Uma pesquisa da Unifesp traçou o perfil do compulsivo sexual. Na maioria esmagadora dos casos, é um homem, com idade entre 30 e 40 anos, que fez faculdade ou pelo menos completou o segundo grau. Em mais da metade dos casos, ele sofre de depressão ou ansiedade e gosta de buscar formas alternativas de fazer sexo como o exibicionismo ou o masoquismo.
"Em alguns casos o dependente de sexo está tentando acertar as contas com o passado. Então alguém que não foi muito bem sucedido sexualmente e socialmente na sua adolescência, não tem um currículo do qual ele possa se orgulhar", explica Vieira Júnior.
"Tinha problemas de relacionamento afetivo, não acreditava em mim mesmo", recorda o dependente de sexo Kleber.
"Me tornei promíscua na tentativa de sair da minha timidez, da minha auto-estima negativa", observa Ana Maria, de 37 anos, e que também faz parte da Dasa.
Ana Maria, hoje em tratamento, usava o álcool para liberar uma busca frenética por relações sexuais. "Eu não cheguei a pegar Aids e graças a Deus eu não engravidei, mas eu corri todos os riscos que você pode imaginar", confessa. "Perdi a conta dos parceiros que tive e cheguei até a passar por um estupro por conta dessa falta de critério que eu tinha. Cheguei a trazer uma pessoa para minha casa e à medida que o efeito da bebida foi passando, eu fui percebendo que aquela pessoa não me interessava em termos de conversa. Só que aí eu me meti numa encrenca, já que ele supunha que ia ter sexo e forçou a barra", recorda Ana Maria.
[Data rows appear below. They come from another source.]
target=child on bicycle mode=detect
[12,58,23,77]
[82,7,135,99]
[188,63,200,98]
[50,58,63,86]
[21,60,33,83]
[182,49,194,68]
A chave da recuperação para os compulsivos está na terapia. Medicamentos para depressão ou ansiedade só são usados em casos extremos porque podem afetar o desempenho sexual. Em alguns casos, isso pode afugentar o paciente.
"Quando a pessoa está compulsiva, está muito descontrolada, você tem substâncias químicas, geralmente antidepressivos, que podem ajudar a diminuir a libido dessa pessoa e dar pra ela uma forma melhor de pensar na vida", orienta o psicólogo da Unifesp.
"Faz sete anos que eu faço terapia com psicólogos e terapeutas", conta Kleber.
"Hoje o sexo passou a ser um complemento do relacionamento. Eu estou noivo, estou há um ano no relacionamento. A minha compulsão sexual ficou no passado", comemora Cláudio.
"Espero um dia, se Deus permitir, que eu tenha uma realização afetiva em forma de um relacionamento", comenta Kleber.